Adventures in CPU design

Fri 15 January 2021
Tagged: cpu, software, electronics

On Graham's recommendation, I recently bought an iCE40 FPGA and have been learning a bit about how to use it. The iCE40 is good to get because there is good open-source tooling that supports it. I was originally going to get the iCEstick evaluation board, but there are other alternatives available more cheaply and with more logic elements. I ended up getting an iceFun and have found it to be quite easy to use. The example projects are helpful.

Playing with the FPGA has led to me designing a tiny CPU, learning a bit about CPU design (in that order, unfortunately), and rekindling an old desire to build a CPU out of logic chips.

Some interesting DIY CPUs

Ben Eater breadboard CPU

(Screenshot from a YouTube video).

Ben Eater has a tutorial in which he walks you through building an 8-bit CPU out of logic chips on breadboards. It's a pretty primitive CPU, sporting only 4-bit addresses (!), but it does work and is the most comprehensive tutorial I have found that doesn't resort to either FPGA or simulation.

Magic-1

(Pictures from the Magic-1 Photo Gallery.)

I've been a fan of Magic-1 for a long time. It is the most technically-advanced DIY CPU that I am aware of (not counting FPGA designs). It has 16-bit addresses, but uses an MMU to map 4MB of physical memory into a 64K code segment and 64K data segment for each process. It also supports interrupts and memory protection, and runs a port of Minix. Really an incredible project. And it's all done with only about 200 ICs, and uses wire-wrap construction instead of soldering.

It even has a working TCP/IP stack and you can telnet to it from anywhere on the Internet. I have done so in the past but it appears to be down at the moment.

Megaprocessor

(Picture from the Centre for Computing History).

The Megaprocessor is a CPU built almost entirely out of individual transistors. Most of the transistors also feature an LED to indicate their state. It is enormous, I don't think the photograph really does it justice. It is on display at the Centre for Computing History in Cambridge, which is well worth a visit if you are interested in computing history. A lot of the computers in the museum are working and running and you're able (and encouraged!) to interact with them.

Interestingly, the Megaprocessor features four general-purpose 16-bit registers and a 16-bit stack pointer. I think if it were down to me, and I were manually building the entire CPU out of individual transistors, I might have foregone 1 or 2 of those registers, and made the remaining ones a bit narrower. But it's a brilliant machine. Has to be seen to be believed.

Using an EEPROM as an ALU

I don't know of any examples of CPUs that do this, but it's interesting nonetheless, and I'm sure there are some out there somewhere. The idea is that EEPROMs are now large and cheap enough that you can implement the ALU for an 8-bit CPU as lookup tables in EEPROMs. The "address" you look up is the concatenation of the 2 operands, and the chip you select is based on the selected operation (e.g. one lookup table for addition, one for bitwise AND, etc.).

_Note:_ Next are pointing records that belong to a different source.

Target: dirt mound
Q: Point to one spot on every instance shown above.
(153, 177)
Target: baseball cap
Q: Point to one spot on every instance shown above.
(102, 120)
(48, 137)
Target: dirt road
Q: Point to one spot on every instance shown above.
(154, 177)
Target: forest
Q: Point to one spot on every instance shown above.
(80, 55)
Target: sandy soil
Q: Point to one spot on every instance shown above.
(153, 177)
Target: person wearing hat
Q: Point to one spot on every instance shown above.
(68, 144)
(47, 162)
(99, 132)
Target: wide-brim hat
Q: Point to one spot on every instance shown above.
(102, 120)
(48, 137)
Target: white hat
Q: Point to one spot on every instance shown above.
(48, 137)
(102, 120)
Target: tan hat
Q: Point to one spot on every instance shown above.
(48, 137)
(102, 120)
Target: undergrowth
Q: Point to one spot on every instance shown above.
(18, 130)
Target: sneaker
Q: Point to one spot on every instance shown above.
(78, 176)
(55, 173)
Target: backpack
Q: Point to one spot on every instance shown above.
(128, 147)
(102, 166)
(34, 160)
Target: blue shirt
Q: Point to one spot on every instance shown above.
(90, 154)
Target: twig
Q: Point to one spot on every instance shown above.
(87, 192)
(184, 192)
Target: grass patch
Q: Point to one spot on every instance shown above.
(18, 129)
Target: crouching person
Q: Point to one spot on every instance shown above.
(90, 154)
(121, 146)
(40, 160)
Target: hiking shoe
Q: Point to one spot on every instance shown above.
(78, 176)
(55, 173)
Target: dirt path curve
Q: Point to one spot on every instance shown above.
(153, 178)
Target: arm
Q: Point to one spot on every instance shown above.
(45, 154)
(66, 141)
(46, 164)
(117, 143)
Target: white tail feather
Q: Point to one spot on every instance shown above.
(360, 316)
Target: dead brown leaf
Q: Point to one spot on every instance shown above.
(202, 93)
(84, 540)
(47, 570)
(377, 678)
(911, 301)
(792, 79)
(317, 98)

I don't think I would go this route as it feels a bit wasteful. If you want to spend the transistor count of a bunch of 64K EEPROMs on your ALU, there are much more interesting things you can do than a lookup table. It's a funny idea though.

My first CPU

I have implemented a basic CPU in Verilog, to run on my iCE40 FPGA. I actually had almost no idea what I was doing when I started this, I was just winging it and learning as I went. And considering that there are not that many design decisions, there are quite a lot of bad design decisions.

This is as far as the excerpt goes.